Projects

Task-Aware Low-Light Enhancement for Robotics [GitHub]

In this project, I developed an algorithm to improve robotic perception under challenging low-light conditions. Traditional image enhancers focus on visual metrics like PSNR or SSIM, but this work is task-aware — it learns to optimize what matters for robots: feature matching and object detection. The system combines a lightweight CNN architecture with a two-stage training strategy: (1) paired pretraining on LOL-Blur and LOL-v2 (Real) to learn natural enhancement, and (2) task-aware fine-tuning using ExDark and MID datasets to directly improve LoFTR keypoint matching and YOLO detection performance. Trained efficiently on Colab with mixed precision (AMP), this work achieves tangible downstream gains — increasing LoFTR inliers by over 80% and improving YOLO mAP@0.5 from 0.582 → 0.644 after adaptation. The project demonstrates how perceptual enhancement can be re-framed as a robotics performance optimization problem, bridging low-level image quality with high-level visual understanding.

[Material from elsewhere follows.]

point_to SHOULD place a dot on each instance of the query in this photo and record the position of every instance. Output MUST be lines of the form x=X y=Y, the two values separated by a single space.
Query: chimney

HDR Pre-processing for Visual Odometry [GitHub]

I developed a lightweight HDR pre-processing stage that converts SDR input to HDR format and converts the HDR back to SDR using a piecewise curve to preserve highlight and shadow detail, improving the robustness of ORB-SLAM3 under extreme contrast. I also evaluated on EuRoC MAV and TUM RGB-D using APE (Sim3, translation) and RPE (Δ=5 frames). The proposed method achieved consistent improvements over the baseline. Pooled results across datasets: APE −8.8%, RPE −6.2%; on TUM specifically: APE −10.6% with a 77% win-rate, and RPE −12.3%. Classical baselines were included for comparison, and all experiments were fully reproducible via Docker/Conda scripts with fixed VO configurations and timestamps.

Learned Pre-Processing for Perceptual Quality Optimization [GitHub]

In this project, I developed a deep learning system that optimizes input data before processing to significantly improve perceptual quality metrics. The approach uses a U-Net architecture with a Detail Compensation Module (DCM) trained end-to-end using differentiable proxy models—a quality metric estimator and a processing pipeline simulator—enabling gradient-based optimization of traditionally non-differentiable systems. This methodology allows neural networks to learn optimal input transformations by backpropagating through proxy representations of complex processing chains, opening applications in compression, transmission, enhancement, and other quality-sensitive pipelines. Evaluation on 183,660 test samples shows a mean improvement of 21.2 VMAF quality points. The model achieves a 99.99% success rate with only 0.01% degradation cases, validating the proxy-based training methodology. These results translate to practical efficiency gains of 30-40% at equivalent perceptual quality. The framework is pipeline-agnostic and can be adapted to various domains including video compression, image transmission, medical imaging preprocessing, and neural network input optimization, demonstrating the broad applicability of differentiable proxy-based learning for optimizing non-differentiable systems.

Deep learning based encoder proxy [GitHub]

This work is one piece of a larger research effort to improve the VMAF score between the input and output of a video encoder by means of deep learning based pre-processing algorithms. Here, I created a neural encoder-decoder that simulates video encoder behavior by generating reconstructed frames matching actual encoder output, achieving 30.73 dB PSNR and 0.931 MS-SSIM across 140K test samples. The architecture combines GDN normalization, FiLM conditioning for CRF-based quality control, and learned quantization to capture compression artifacts without running full encoder pipelines. The model successfully learned encoder behavior patterns, showing systematic quality degradation from CRF 19-51 that mirrors actual encoder characteristics. While the 4-9 dB PSNR gap from real encoders limits direct replacement applications, the 10-100x speed advantage enables rapid compression research, streaming optimization prototyping, and educational demonstrations of encoder behavior.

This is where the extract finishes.